48(1)The regulations may make provision for a court to make an order (a “heat network administration order”) in relation to a company that is the holder of a heat network authorisation directing that the affairs, business and property of the company are to be managed by a person appointed by the court (referred to in this Part as the heat network administrator of the company).
(2)The regulations may make provision about the court that has jurisdiction in a particular case.
(3)The regulations may limit the effect of a heat network administration order applying to a non-GB company or a non-NI company to—
(a)its affairs and business so far as carried on in Great Britain or Northern Ireland (as the case may be), and
(b)its property in Great Britain or Northern Ireland (as the case may be).
49(1)The regulations may make provision about the objectives of a heat network administration order and the means by which the objectives may be secured.
(2)The regulations may, in particular, require the heat network administrator to exercise functions so as to achieve the objectives set out in sub-paragraph (3) so far as possible.
(3)The objectives referred to in sub-paragraph (2) are—
(a)to secure that the supply of heating, cooling or hot water is continued at the lowest cost which it is reasonably practicable to incur,
(b)to secure that the company’s relevant heat network is and continues to be maintained and developed as an efficient and economical system, and
(c)to secure that it becomes unnecessary, by using such means as are allowed by the regulations, for the heat network administration order to remain in force.
(4)The regulations may make provision about the means that may be used, including—
(a)the rescue as a going concern of the company subject to the heat network administration order;
(b)a transfer as a going concern of so much of the undertaking of the company subject to the heat network administration order as is associated with the company’s relevant heat network.

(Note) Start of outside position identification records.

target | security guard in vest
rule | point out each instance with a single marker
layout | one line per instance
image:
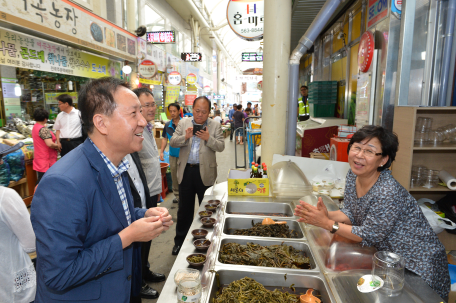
(303, 106)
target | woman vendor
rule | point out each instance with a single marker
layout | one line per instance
(379, 212)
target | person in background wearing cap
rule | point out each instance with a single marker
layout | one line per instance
(44, 144)
(17, 239)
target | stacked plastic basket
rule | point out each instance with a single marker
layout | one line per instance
(322, 98)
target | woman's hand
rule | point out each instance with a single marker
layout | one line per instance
(317, 216)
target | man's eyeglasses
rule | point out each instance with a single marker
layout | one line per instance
(198, 112)
(367, 152)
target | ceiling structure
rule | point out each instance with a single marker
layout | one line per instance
(214, 14)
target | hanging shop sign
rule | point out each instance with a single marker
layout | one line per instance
(174, 78)
(377, 10)
(20, 50)
(161, 37)
(260, 85)
(172, 94)
(71, 22)
(191, 57)
(191, 79)
(366, 51)
(147, 69)
(252, 57)
(248, 78)
(155, 80)
(246, 18)
(189, 99)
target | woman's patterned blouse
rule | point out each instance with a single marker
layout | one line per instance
(389, 219)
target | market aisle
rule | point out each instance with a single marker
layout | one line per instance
(160, 258)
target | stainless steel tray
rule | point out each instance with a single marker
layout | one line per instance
(246, 222)
(276, 280)
(244, 208)
(297, 245)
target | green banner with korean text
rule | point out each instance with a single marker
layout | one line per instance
(24, 51)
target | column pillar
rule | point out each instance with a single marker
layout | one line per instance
(277, 31)
(219, 76)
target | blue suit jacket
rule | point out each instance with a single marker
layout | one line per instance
(77, 215)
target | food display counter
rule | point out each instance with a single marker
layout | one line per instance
(331, 281)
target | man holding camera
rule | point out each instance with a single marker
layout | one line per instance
(198, 138)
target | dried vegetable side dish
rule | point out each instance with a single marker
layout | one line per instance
(272, 230)
(283, 256)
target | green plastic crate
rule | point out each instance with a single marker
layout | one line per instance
(322, 110)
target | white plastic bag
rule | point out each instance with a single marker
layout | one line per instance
(437, 223)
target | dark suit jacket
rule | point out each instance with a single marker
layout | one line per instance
(77, 215)
(134, 192)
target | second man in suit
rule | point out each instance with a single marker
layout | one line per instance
(197, 164)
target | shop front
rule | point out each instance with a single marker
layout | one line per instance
(49, 50)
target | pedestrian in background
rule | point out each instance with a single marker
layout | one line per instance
(230, 116)
(197, 167)
(142, 199)
(17, 239)
(149, 154)
(168, 132)
(44, 144)
(68, 125)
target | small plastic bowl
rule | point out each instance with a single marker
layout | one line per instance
(202, 244)
(203, 233)
(214, 202)
(208, 222)
(208, 214)
(187, 272)
(196, 264)
(210, 207)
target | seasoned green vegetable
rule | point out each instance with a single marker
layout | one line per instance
(283, 256)
(270, 230)
(247, 290)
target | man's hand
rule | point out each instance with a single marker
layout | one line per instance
(203, 134)
(164, 215)
(141, 230)
(188, 133)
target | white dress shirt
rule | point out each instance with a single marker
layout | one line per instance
(134, 175)
(69, 124)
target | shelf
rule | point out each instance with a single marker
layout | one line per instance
(440, 146)
(434, 189)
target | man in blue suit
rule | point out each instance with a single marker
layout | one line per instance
(83, 215)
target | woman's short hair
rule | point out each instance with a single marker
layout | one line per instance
(40, 114)
(388, 140)
(175, 105)
(65, 98)
(97, 97)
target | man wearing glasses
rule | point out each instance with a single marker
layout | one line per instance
(150, 162)
(197, 164)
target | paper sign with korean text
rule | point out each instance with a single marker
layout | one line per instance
(172, 94)
(71, 22)
(24, 51)
(246, 18)
(377, 10)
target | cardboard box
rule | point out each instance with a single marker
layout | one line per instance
(240, 184)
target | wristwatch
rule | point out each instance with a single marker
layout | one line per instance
(335, 227)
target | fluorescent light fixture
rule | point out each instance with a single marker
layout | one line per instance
(126, 69)
(17, 90)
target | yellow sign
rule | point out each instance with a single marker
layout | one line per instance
(239, 184)
(191, 79)
(172, 94)
(51, 98)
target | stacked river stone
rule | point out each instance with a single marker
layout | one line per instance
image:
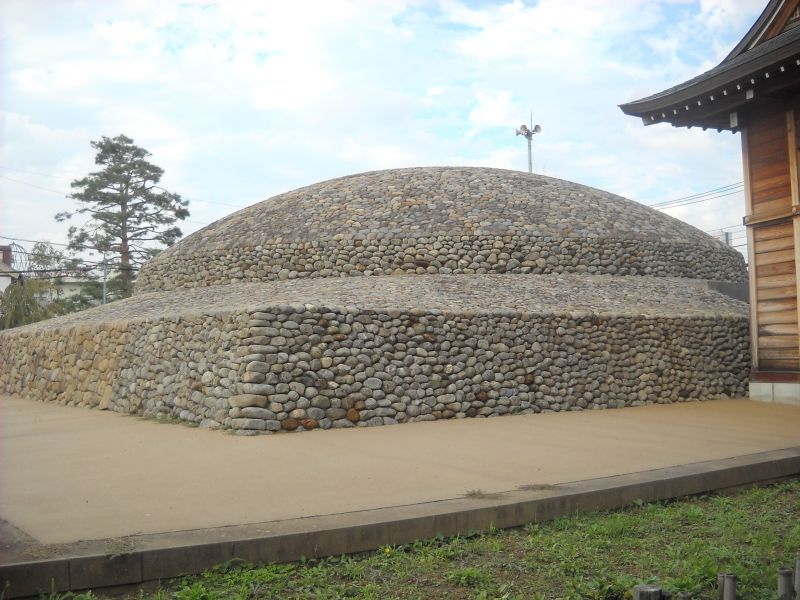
(405, 295)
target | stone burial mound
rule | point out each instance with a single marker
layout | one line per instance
(405, 295)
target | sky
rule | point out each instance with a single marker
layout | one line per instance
(240, 100)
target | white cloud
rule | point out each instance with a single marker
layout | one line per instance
(241, 100)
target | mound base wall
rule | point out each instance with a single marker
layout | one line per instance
(295, 368)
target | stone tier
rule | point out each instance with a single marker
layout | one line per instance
(299, 355)
(457, 255)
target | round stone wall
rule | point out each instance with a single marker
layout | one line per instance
(293, 356)
(441, 220)
(490, 292)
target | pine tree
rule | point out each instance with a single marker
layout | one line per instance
(129, 214)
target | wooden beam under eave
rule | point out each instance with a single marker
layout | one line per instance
(791, 140)
(751, 254)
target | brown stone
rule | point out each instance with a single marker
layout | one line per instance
(290, 424)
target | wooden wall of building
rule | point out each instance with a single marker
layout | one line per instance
(770, 167)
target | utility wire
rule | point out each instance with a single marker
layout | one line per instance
(724, 188)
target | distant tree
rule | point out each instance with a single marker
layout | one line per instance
(128, 212)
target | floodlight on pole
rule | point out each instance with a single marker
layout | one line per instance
(529, 133)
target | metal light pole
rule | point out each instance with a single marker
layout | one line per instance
(529, 133)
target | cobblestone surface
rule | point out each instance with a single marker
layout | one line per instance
(538, 294)
(441, 220)
(488, 293)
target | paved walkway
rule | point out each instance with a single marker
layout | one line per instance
(71, 474)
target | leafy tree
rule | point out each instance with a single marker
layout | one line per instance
(128, 212)
(19, 306)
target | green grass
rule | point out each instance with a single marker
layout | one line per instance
(680, 545)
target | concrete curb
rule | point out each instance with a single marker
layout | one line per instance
(148, 558)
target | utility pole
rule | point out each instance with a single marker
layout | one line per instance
(529, 133)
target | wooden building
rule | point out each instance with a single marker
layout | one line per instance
(755, 90)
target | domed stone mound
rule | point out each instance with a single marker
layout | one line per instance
(491, 293)
(441, 220)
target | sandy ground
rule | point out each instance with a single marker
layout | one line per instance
(70, 474)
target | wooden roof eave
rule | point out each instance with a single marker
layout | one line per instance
(722, 76)
(713, 110)
(722, 89)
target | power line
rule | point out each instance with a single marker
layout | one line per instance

(5)Regulations made by virtue of sub-paragraph (4) may also provide for the heat network administrator to make arrangements for securing that heat network consumers who are supplied with heating, cooling or hot water by the company’s relevant heat network have an alternative supply of heating, cooling or hot water (as the case may be).
(6)The regulations may make provision about—
(a)the means by which a transfer falling within sub-paragraph (4)(b) may be effected;
(b)the circumstances in which the objectives set out in sub-paragraph (3) may or may not be achieved by means of such a transfer.
(7)In this paragraph, “the company’s relevant heat network”, in relation to a company that is the holder of a heat network authorisation, means the relevant heat network to which the authorisation relates.
50(1)The regulations may make provision for applying, with such modifications as appear to the appropriate authority to be appropriate, the provisions mentioned in sub-paragraph (2).
(2)The provisions referred to in sub-paragraph (1) are—
(a)sections 156 to 167 of, and Schedules 20 and 21 to, the Energy Act 2004 (special administration regime for energy licensees);
(b)sections 171 and 196 of the Energy Act 2004 (interpretation), so far as relating to the provisions mentioned in paragraph (a);
(c)sections 19 to 33 of, and the Schedule to, the Energy Act (Northern Ireland) 2011 (c. 6 (N.I.)) (special administration regime for protected energy companies);
(d)section 35 of the Energy Act (Northern Ireland) 2011 (interpretation), so far as relating to the provisions mentioned in paragraph (c).
(3)In this paragraph, “the appropriate authority” means—
(a)in relation to England and Wales and Scotland, the Secretary of State;
(b)in relation to Northern Ireland, the Department.
51In this Part—
“company” means—
a company registered under the Companies Act 2006, or
an unregistered company;
“heat network administration order” has the meaning given by paragraph 48;
“heat network administrator” has the meaning given by paragraph 48;
“non-GB company” means a company incorporated outside Great Britain;
“non-NI company” means a company incorporated outside Northern Ireland;
“unregistered company” means a company that is not registered under the Companies Act 2006.